口呼吸→鼻呼吸に切り替えるマウステープ活用術

寝ても疲れが取れないなら、その原因ももしや口呼吸かも。いびき、歯ぎしり、睡眠時無呼吸症候群はほぼ間違いなく口が空いている。とは言っても、意識的に口を閉じられない睡眠時。そこで、活用したいのがマウステープだ。正しい使い方や続けるためのコツを紹介。

教えてくれた人:今井一彰さん

みらいクリニック院長。内科医、東洋医学会漢方専門医。口呼吸を鼻呼吸に変えて自然治癒力を高め、薬に頼らない治療で多くの実績を上げている。『正しく鼻呼吸すれば病気にならない』『免疫力を上げ自律神経を整える 舌トレ』など著書多数。

マウステープを使うと何がいい?

問題だらけの口呼吸→正しい鼻呼吸にシフトするセルフケアで、今井さんが「舌トレ」とともに両輪として位置付けるのが睡眠中の「マウステープ」だ。

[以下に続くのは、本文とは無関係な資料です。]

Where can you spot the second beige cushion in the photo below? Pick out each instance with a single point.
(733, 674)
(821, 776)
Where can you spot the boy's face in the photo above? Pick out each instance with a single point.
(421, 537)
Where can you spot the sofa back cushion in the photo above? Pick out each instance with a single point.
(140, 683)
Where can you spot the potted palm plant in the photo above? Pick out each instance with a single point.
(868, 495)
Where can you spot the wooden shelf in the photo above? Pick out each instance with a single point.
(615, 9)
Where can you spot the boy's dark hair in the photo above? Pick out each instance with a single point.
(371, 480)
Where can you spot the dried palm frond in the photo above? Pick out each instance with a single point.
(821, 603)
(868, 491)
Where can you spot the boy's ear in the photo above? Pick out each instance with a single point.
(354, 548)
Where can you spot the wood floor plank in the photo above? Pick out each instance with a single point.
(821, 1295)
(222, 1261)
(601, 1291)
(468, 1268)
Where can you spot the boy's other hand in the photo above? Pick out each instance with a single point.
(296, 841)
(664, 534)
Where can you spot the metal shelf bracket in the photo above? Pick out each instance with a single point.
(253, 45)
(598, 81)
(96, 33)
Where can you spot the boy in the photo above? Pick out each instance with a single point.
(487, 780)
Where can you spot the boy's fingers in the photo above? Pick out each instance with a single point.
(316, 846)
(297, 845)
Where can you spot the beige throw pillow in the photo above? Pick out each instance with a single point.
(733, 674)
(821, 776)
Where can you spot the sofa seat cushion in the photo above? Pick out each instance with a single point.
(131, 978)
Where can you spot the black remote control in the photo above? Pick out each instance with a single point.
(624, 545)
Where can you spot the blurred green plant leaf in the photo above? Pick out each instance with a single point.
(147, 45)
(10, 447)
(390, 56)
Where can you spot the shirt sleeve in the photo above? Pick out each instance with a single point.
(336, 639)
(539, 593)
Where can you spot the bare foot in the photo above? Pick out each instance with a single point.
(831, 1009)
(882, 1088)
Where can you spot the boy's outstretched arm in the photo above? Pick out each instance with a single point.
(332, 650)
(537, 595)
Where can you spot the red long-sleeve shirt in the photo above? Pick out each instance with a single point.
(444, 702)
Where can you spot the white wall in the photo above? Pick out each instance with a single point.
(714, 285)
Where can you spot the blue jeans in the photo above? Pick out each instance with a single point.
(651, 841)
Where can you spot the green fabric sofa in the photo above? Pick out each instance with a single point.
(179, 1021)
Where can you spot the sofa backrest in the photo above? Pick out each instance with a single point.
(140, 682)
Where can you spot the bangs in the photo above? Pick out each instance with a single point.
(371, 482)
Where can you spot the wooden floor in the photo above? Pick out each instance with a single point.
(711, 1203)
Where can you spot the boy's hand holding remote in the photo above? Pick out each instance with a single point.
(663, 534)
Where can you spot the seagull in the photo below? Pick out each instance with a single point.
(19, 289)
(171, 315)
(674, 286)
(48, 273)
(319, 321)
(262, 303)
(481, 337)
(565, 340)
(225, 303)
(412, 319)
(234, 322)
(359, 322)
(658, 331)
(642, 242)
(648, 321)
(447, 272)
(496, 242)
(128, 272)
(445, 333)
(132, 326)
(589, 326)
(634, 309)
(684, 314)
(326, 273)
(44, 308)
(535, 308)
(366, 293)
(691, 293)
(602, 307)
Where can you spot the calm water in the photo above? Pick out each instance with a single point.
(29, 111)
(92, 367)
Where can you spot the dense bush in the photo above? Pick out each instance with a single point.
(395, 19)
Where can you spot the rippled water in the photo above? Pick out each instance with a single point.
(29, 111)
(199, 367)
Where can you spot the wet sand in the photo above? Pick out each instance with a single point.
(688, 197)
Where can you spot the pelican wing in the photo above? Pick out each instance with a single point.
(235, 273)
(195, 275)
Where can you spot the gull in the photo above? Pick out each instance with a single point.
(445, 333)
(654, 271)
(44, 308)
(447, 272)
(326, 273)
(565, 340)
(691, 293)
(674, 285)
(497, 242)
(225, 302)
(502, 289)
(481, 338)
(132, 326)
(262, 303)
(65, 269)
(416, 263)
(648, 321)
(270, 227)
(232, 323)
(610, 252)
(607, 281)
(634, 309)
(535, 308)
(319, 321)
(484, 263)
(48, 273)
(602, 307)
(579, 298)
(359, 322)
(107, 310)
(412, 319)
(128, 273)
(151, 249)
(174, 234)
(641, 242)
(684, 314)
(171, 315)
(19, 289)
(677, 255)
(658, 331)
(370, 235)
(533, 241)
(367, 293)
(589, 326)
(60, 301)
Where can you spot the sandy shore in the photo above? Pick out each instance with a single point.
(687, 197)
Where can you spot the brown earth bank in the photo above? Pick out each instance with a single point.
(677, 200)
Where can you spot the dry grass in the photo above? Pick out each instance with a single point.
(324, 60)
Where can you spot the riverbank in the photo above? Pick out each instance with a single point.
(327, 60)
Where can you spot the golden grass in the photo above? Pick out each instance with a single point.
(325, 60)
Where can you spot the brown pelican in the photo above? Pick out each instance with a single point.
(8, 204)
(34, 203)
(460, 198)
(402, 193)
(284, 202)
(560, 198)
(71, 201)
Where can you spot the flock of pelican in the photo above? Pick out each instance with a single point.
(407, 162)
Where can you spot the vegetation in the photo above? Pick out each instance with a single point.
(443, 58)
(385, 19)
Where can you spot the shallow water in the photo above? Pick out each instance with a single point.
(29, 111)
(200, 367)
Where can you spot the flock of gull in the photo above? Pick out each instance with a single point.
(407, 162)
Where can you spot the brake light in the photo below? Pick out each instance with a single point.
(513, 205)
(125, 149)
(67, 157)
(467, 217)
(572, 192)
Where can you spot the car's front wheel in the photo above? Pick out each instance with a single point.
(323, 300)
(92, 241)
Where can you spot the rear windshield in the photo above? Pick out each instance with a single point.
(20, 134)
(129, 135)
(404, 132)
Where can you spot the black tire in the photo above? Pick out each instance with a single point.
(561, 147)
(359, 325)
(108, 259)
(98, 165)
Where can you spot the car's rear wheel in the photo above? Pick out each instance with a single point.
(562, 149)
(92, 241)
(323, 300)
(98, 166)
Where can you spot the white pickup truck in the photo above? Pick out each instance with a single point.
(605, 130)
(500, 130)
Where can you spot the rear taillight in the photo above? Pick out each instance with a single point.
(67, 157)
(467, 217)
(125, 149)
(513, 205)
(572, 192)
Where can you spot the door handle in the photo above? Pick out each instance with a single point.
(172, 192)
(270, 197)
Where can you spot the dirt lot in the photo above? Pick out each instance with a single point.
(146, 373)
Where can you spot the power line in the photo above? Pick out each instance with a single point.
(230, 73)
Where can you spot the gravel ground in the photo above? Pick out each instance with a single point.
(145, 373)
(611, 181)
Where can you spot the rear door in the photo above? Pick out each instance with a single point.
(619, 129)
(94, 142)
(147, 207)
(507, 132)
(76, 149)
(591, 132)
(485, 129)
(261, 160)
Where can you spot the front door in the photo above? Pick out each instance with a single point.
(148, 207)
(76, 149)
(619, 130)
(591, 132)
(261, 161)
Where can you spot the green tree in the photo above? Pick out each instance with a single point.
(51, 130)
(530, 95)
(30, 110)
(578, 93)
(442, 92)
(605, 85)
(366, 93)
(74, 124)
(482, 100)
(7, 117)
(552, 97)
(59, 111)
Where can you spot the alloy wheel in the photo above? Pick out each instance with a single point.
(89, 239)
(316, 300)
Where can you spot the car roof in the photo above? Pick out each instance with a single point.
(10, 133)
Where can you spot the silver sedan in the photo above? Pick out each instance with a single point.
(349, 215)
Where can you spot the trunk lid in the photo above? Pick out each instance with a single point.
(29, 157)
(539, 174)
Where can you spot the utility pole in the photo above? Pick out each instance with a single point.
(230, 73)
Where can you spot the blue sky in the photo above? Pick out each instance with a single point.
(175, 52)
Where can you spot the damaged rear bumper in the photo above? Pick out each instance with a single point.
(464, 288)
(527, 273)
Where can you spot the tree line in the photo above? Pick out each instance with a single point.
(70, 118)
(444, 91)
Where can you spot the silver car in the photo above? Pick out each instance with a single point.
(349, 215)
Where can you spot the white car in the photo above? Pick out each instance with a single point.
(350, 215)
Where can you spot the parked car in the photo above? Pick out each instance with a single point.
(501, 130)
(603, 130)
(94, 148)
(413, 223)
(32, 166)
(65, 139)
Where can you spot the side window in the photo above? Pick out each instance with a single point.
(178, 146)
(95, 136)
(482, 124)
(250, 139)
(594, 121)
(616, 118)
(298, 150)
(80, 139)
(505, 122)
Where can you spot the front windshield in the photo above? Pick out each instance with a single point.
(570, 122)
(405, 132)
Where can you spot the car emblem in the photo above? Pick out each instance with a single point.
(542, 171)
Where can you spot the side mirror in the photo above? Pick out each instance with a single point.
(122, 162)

「寝ている間は意識して口を閉じられず、舌や周辺の筋力低下があればなおのこと。いびきや歯ぎしり、睡眠時無呼吸症候群も、寝ている間に口が開いていると考えてほぼ間違いありません。

しかも睡眠中は体温が下がり、免疫力も低下するため、細菌が繁殖し放題。たっぷり寝ても疲れている、熟睡感がないのは、口呼吸で交感神経が緊張し、眠りの質が低下している表れなのです」(今井一彰さん)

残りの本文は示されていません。